Mas será Zelenski a pessoa indicada para as negociações de sossego? Tenho dúvidas. O circo a que assisti no Salão Oval só aprofundou minhas dúvidas. Para mourejar com Donald Trump, é preciso o tipo de lucidez estratégica que Castiglione ensinava no “Livro do Cortesão”. É preciso desaforo e falsa naturalidade. Hipocrisia e lisonja. Tudo isso feito com “sprezzatura”, ou seja, uma vez que se fosse a coisa mais procedente do mundo.

Zelenski, brutalizado por três anos de guerra, não controla os primeiros impulsos, sobretudo quando é soterrado por ignorância e desumanidade. Os seus músculos de ator atrofiaram no exato momento em que ele precisava mais deles. O filme até começou muito. Trump elogiou a resistência ucraniana e o pacto que os dois países vão assinar para a exploração da riqueza mineral do país.

Zelenski, com pouca paciência para jogar conversa fora, foi direto ao tópico: quer garantias de segurança, chamou Putin de “delinquente”, acusou Moscou de ter sequestrado 20 milénio crianças e mostrou a Trump e aos jornalistas fotografias dos prisioneiros de guerra, torturados por Moscou. Tem razão em todos os pontos? Simples que tem. Sem garantias de segurança, um pacto de sossego não vale o papel onde foi escrito. A história é a melhor vitrine: assim foi em 1994, em 1997 e nos Acordos de Minsk de 2014 e 2015.

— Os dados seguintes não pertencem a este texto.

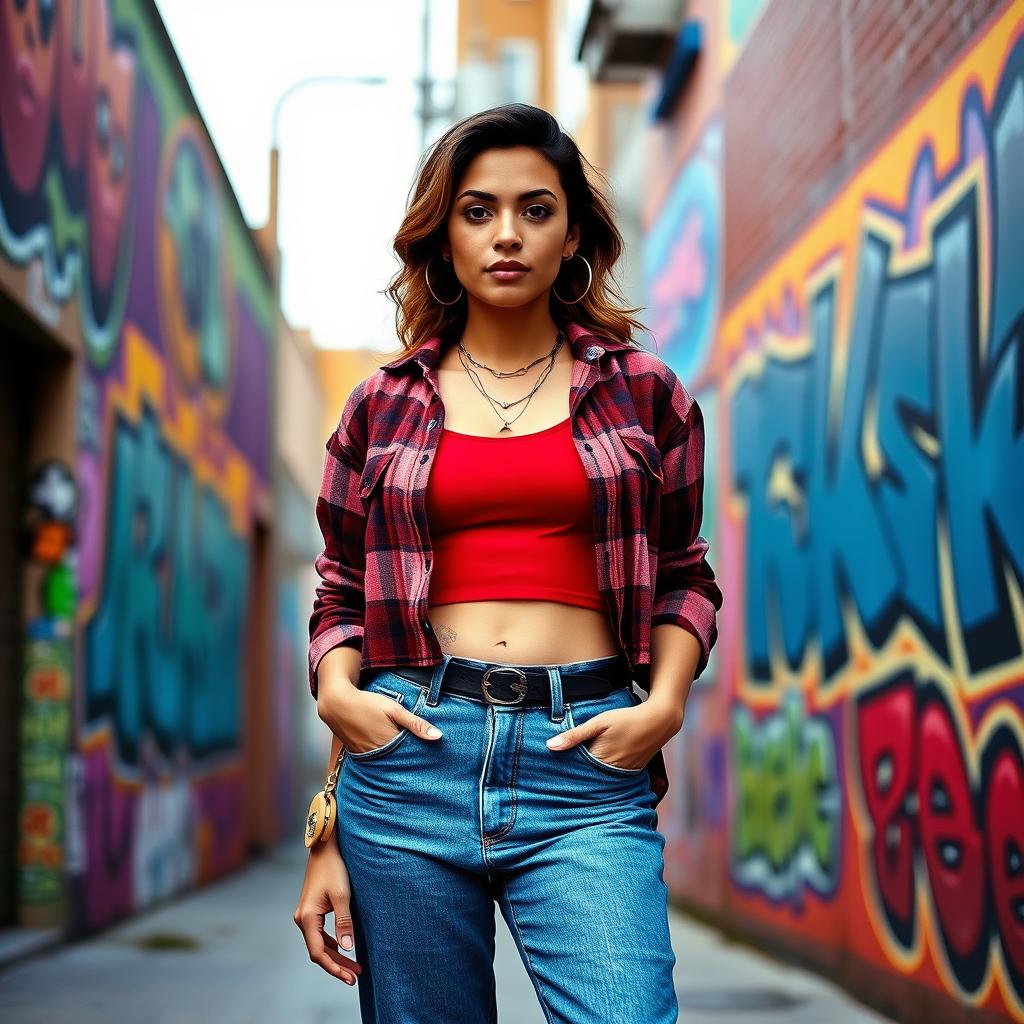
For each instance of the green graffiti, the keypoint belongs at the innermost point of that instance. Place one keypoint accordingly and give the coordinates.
(786, 819)
(45, 734)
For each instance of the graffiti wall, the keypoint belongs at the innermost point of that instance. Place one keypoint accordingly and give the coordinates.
(852, 777)
(119, 232)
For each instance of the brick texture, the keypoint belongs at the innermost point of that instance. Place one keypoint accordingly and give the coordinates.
(817, 87)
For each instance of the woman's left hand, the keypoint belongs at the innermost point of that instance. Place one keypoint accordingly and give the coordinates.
(629, 737)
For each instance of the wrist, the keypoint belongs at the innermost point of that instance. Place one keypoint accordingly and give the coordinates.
(668, 714)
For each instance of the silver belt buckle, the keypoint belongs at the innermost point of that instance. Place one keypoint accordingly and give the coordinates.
(519, 687)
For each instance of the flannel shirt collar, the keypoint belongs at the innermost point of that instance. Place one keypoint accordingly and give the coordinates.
(586, 346)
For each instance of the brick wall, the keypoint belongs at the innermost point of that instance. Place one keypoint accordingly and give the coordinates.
(819, 84)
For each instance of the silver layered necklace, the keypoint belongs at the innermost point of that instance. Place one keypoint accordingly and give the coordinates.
(470, 364)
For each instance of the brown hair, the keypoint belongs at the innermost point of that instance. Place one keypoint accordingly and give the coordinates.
(418, 315)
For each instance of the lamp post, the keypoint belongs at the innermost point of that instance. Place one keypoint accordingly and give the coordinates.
(302, 83)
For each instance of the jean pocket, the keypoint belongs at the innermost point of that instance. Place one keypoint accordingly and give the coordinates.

De resto, a monstruosidade de Putin é uma evidência para qualquer cabeça que não tenha corrupto com a propaganda russa nas redes sociais. Mas aquele não era o lugar nem o momento para expor as limitações do rei Trump. Nem para o emendar, já agora, defendendo a taxa da Europa para a Ucrânia, que foi maior do que a americana (embora não em material militar, que é o que conta).

E quem fala do rei Trump, fala do príncipe JD Vance, ridicularizado por Zelenski com uma simples e trágico pergunta: “Já foi à Ucrânia?”. Obviamente que não foi. Obviamente que falava do país sem conhecimento de culpa. Mas o que interessa isso? O que interessa lucrar uma discussão e perder o principal?

E o principal é manter viva a labareda do envolvimento americano no fado da Ucrânia. O resto é para ser discutido quando as câmeras não estão filmando. Mas o sinistro do Salão Oval não foi somente um fracasso de simulação. Foi também um confronto entre a utopia e o realismo nas relações internacionais.

A utopia pertence a Zelenski, que quer da novidade gestão americana a mesma postura da anterior: um base robusto que permita continuar a luta. De preferência, até a libertação totalidade do território ocupado. Esse seria também o meu libido, se as relações internacionais fossem feitas de desejos. Não são. É com Trump que Zelenski terá de mourejar, não com Joe Biden. E a novidade gestão não está interessada em concordar o esforço de guerra ucraniano. Nem sequer nos termos ambíguos que Biden promoveu desde 2022: resistir, sim; derrotar a Rússia, fora de questão.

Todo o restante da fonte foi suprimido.